Hometown: Lovettsville, Va.
Adjusting to online classes: "The biggest adjustment has been to find a new routine. My classes are all in the morning, because practice was in the afternoon, so I'm trying to make it as similar as it was. Once I finish (classes), I have the rest of the day to work out and then have the night to relax."
Staying active despite gyms and fields being closed: "Baseball is probably the trickiest because unlike the other (non-spring) sports, our season got canceled. But we have to be ready to go to play summer ball. You can't just take this time off.
"I'm fortunate to have a (batting) cage in my backyard, so my dad will take me out there. My little brother also plays, so it's nice having a household full of people that want to go out there and work and throw."
Making sure to follow safety guidelines and help stop the spread: "The most important part right now is just trying to stay healthy. I'm not really coming in contact with too many people. But definitely, every time you come in the house, you have to wash your hands and make sure everything's clean all the time."
The extra free and family time: "I've used this time to decide on my major. I got into the (Raymond A. Mason) business school, and I'm going to do business analytics.
"I'm trying to get ahead and do as many things as I can so that next semester, and honestly the next two years, are easier for me. This kind of time I'm not going to get again — hopefully."
Sport: men's track and field
Hometown: Buena Vista, Va.
Adjusting to online classes: "Personally, I feel like I thrive in the in-class environment. You wake up early, you go to class, you ask the professor questions … But I feel like this was a good week in the transition. I think next week will be a little bit better.
"I only have one or two classes that are more independent work. You know, turn in assignments on the due date. The rest of them, our professors ask us to stick to our regular class schedule … the majority of my classes are like that."
Staying active despite gyms and health clubs being closed: "As long as you can find an open field and a path to concrete, honestly, that's all we need (as throwers). As long as you have the solid ground, you can make it work. … I do my best to stick to my personal routine."

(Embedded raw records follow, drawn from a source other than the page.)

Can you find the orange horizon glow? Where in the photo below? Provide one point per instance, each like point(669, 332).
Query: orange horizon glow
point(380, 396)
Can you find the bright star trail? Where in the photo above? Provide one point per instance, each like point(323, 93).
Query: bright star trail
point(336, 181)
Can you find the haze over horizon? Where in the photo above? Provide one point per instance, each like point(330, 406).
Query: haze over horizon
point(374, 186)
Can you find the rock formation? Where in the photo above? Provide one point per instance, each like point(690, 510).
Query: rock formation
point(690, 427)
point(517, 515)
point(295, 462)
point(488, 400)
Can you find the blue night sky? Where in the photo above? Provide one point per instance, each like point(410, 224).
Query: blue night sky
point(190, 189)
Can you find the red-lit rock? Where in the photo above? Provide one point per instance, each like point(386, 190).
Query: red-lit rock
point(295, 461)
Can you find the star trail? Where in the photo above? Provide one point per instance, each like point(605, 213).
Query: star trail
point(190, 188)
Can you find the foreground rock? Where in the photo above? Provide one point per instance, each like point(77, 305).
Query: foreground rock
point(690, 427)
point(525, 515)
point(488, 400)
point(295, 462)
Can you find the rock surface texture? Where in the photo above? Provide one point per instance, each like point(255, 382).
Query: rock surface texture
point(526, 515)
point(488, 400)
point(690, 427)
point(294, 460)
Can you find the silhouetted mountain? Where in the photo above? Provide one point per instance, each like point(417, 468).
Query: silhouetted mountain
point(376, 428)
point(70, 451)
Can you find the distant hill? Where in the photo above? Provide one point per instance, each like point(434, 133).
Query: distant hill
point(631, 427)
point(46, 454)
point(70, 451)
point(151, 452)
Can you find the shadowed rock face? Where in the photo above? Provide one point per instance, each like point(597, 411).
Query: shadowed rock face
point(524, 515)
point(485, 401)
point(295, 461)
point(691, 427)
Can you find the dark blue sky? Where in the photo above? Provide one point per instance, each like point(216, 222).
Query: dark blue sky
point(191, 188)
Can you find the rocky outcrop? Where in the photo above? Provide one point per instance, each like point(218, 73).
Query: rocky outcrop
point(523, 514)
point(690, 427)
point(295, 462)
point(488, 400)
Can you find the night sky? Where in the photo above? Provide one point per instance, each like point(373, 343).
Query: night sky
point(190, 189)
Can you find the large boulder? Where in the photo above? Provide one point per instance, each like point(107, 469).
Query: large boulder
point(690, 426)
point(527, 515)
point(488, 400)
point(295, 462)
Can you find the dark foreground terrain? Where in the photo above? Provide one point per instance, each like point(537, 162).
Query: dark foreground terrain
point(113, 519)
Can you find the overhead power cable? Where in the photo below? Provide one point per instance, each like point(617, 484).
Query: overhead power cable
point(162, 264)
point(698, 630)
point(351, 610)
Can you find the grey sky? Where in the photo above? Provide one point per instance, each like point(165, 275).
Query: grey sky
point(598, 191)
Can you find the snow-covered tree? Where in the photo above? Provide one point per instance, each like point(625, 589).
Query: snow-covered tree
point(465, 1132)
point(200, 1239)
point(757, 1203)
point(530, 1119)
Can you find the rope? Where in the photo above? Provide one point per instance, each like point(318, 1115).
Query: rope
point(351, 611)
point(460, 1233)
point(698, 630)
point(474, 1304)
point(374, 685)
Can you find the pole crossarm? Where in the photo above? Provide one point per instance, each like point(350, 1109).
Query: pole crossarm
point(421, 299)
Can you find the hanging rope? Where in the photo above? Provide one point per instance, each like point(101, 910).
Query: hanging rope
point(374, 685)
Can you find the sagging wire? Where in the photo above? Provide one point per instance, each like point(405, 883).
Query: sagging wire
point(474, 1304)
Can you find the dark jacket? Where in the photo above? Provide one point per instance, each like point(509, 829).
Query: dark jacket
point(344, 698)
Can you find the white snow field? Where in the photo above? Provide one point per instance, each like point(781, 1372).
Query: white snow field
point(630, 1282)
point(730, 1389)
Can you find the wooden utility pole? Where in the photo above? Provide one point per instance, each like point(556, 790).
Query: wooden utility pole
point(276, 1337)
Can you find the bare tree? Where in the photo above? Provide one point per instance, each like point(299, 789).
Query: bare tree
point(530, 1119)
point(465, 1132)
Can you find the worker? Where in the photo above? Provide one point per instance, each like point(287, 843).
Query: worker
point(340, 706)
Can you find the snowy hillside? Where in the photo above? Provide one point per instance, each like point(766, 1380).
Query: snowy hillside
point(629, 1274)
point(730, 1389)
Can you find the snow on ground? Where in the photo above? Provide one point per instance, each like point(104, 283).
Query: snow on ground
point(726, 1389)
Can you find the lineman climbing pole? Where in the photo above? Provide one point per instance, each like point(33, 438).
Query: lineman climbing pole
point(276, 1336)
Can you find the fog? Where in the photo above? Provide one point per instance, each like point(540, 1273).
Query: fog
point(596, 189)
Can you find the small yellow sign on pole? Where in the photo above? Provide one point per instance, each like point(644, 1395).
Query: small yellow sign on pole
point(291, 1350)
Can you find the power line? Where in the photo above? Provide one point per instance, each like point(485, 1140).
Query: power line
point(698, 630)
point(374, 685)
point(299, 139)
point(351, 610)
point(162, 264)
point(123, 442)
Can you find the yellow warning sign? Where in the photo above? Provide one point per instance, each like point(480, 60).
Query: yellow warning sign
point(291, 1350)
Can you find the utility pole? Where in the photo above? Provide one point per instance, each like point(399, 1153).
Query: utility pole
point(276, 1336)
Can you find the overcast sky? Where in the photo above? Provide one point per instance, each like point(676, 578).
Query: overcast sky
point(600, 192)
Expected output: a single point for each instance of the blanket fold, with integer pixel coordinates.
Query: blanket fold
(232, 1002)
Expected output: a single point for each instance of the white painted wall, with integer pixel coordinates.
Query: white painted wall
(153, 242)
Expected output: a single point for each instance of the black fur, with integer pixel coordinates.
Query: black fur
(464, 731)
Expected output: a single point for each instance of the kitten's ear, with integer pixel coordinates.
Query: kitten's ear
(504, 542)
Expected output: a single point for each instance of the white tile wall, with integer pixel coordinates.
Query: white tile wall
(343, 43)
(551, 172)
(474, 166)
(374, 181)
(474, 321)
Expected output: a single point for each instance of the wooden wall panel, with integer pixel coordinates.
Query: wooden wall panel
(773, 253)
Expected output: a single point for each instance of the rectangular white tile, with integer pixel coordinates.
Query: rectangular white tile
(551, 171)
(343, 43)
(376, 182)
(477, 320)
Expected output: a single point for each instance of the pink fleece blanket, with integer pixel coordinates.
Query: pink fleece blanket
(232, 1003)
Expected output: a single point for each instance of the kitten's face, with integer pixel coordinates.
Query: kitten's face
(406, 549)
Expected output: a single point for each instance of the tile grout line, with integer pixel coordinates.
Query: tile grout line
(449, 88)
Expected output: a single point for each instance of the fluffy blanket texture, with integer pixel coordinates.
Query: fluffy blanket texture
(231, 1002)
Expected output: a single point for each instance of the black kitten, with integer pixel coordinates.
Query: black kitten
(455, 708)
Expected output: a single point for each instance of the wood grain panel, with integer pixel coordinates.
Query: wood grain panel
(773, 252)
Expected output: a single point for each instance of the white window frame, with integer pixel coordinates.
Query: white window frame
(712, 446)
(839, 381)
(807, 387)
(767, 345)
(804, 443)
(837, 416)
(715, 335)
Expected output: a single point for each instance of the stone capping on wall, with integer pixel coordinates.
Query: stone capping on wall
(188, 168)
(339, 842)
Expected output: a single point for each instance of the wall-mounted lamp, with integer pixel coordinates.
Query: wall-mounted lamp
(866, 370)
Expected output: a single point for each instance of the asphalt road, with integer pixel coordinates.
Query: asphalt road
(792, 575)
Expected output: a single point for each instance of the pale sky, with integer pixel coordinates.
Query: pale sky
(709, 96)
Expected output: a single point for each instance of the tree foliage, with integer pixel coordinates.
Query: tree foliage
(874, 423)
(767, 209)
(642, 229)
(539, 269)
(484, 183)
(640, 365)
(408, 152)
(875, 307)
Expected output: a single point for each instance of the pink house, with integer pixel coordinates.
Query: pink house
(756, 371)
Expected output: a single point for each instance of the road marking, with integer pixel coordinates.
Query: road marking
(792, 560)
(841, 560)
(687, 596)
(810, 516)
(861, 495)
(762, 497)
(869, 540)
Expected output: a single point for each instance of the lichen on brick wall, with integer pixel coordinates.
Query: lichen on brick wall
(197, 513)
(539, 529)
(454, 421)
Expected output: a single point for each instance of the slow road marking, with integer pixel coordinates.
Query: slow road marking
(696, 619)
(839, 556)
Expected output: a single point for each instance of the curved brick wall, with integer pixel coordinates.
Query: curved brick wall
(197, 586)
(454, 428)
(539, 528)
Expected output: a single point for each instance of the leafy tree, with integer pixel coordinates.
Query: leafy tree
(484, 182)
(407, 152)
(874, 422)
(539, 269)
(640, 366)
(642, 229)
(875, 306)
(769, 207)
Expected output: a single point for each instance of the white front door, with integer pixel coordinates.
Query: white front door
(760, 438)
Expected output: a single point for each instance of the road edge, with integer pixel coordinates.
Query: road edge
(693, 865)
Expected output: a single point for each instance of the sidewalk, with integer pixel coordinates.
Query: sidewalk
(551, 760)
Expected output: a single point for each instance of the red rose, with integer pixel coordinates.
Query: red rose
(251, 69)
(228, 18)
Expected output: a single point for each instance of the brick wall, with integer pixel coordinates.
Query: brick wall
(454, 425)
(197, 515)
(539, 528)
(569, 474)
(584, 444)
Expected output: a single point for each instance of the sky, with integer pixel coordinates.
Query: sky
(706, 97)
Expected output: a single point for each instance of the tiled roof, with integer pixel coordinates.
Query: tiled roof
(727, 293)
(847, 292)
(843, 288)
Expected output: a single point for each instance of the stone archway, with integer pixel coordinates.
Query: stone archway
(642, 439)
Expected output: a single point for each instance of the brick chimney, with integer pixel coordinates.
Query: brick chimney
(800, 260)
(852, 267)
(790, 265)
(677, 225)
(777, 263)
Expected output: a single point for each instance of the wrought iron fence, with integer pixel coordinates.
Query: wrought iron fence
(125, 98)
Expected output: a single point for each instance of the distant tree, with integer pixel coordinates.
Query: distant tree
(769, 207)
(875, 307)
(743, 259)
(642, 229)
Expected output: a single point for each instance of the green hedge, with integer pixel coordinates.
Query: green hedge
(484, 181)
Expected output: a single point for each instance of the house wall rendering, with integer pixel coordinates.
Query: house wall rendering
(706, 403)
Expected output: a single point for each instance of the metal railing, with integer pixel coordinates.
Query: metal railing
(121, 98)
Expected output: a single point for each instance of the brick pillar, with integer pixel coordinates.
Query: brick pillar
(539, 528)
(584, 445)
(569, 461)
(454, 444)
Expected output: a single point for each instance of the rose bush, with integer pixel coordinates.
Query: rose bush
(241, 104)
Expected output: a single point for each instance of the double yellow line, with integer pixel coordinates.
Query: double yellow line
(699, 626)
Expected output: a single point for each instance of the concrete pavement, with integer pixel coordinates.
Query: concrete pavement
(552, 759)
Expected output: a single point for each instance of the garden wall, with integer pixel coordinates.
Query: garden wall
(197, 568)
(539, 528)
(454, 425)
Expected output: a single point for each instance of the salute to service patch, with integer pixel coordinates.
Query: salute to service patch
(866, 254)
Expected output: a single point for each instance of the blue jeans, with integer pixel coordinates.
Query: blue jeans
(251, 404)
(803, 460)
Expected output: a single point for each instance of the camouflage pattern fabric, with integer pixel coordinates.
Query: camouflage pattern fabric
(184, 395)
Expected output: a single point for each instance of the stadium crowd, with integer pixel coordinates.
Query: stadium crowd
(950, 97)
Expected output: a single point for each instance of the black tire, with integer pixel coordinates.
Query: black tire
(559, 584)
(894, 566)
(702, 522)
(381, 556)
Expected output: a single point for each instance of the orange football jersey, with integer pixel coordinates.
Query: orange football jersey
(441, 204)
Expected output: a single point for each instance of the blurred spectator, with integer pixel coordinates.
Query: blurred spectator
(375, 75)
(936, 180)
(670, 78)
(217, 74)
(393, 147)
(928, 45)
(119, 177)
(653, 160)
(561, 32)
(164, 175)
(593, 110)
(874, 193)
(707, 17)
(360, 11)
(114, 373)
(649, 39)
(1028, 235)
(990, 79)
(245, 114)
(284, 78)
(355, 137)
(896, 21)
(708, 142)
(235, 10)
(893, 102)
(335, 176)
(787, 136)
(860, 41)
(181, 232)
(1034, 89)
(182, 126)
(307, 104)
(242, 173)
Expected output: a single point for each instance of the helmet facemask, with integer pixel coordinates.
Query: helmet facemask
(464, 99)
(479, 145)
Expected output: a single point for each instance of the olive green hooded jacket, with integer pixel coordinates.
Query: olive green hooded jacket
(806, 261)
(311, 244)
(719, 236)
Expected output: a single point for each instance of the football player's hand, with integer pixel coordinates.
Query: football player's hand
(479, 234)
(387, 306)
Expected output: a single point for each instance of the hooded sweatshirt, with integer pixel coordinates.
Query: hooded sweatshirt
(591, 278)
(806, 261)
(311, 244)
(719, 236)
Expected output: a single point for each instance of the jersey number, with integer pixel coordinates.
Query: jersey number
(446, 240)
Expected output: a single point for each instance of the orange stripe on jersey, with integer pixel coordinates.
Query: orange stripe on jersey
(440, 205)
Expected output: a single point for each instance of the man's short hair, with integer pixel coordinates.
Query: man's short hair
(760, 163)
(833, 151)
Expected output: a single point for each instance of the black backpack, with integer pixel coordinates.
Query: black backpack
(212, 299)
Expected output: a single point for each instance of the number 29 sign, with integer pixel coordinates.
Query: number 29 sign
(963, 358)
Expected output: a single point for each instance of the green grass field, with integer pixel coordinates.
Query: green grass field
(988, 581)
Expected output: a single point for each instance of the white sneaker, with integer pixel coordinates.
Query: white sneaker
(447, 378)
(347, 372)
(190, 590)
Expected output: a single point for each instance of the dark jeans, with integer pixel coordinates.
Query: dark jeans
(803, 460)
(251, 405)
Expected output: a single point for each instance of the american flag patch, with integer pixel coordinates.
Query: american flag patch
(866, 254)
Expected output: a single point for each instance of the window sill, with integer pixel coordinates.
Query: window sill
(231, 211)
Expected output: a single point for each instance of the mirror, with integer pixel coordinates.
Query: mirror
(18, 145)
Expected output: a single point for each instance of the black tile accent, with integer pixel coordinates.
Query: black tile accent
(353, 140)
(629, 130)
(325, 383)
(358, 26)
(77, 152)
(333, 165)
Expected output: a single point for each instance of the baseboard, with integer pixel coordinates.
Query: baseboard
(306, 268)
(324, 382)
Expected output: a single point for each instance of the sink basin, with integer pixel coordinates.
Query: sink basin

Making sure to follow safety guidelines and help stop the spread: "I've been taking the fish oils, Vitamin C, washing my hands. I practice alone, so that hasn't been an issue. It's not a public facility. I have limited contact with my neighbor, who has a weight room."
The unexpected extra time with family: "I try to use this as a positive takeaway. To see my little brother, I was home for his birthday, which I wasn't last year. I have three brothers — 13, 11, and 5. It's great to have more time with them and watch them grow up a little bit."
Sport: men's basketball
Hometown: Fond du Lac, Wisc.
Adjusting to online classes: "It's been an adjustment for everybody. I had two exams, which weren't too bad."
Staying active despite gyms and health clubs being closed: "The workouts Coach Ray has sent can be done in the house and in the backyard. I don't have a basketball hoop in my driveway and the weather here has been so crappy. But I'm not too worried because I'm not the only one with this problem. Everyone in the country is pretty much having this problem."
Making sure to follow safety guidelines and help stop the spread: "That's been a big thing for our family. My mom works at the hospital in Fond du Lac. She's not involved with people who have the virus directly, but she's in the same building and we have like 15 cases. We're taking precautions.
"Me and my family, if one of us got it, we'd probably be okay. But it's how we could spread it that would be dangerous. It could affect my parents worse than it would me or my sister. I haven't seen any of my grandparents, who live in town."
The unexpected extra time with family: "Let's not take for granted the things we have with our family. We've been eating family dinners every night. I mean, no one has places to be because there's nowhere to go. So it's been nice to step back and realize what we have and enjoy our family a little more."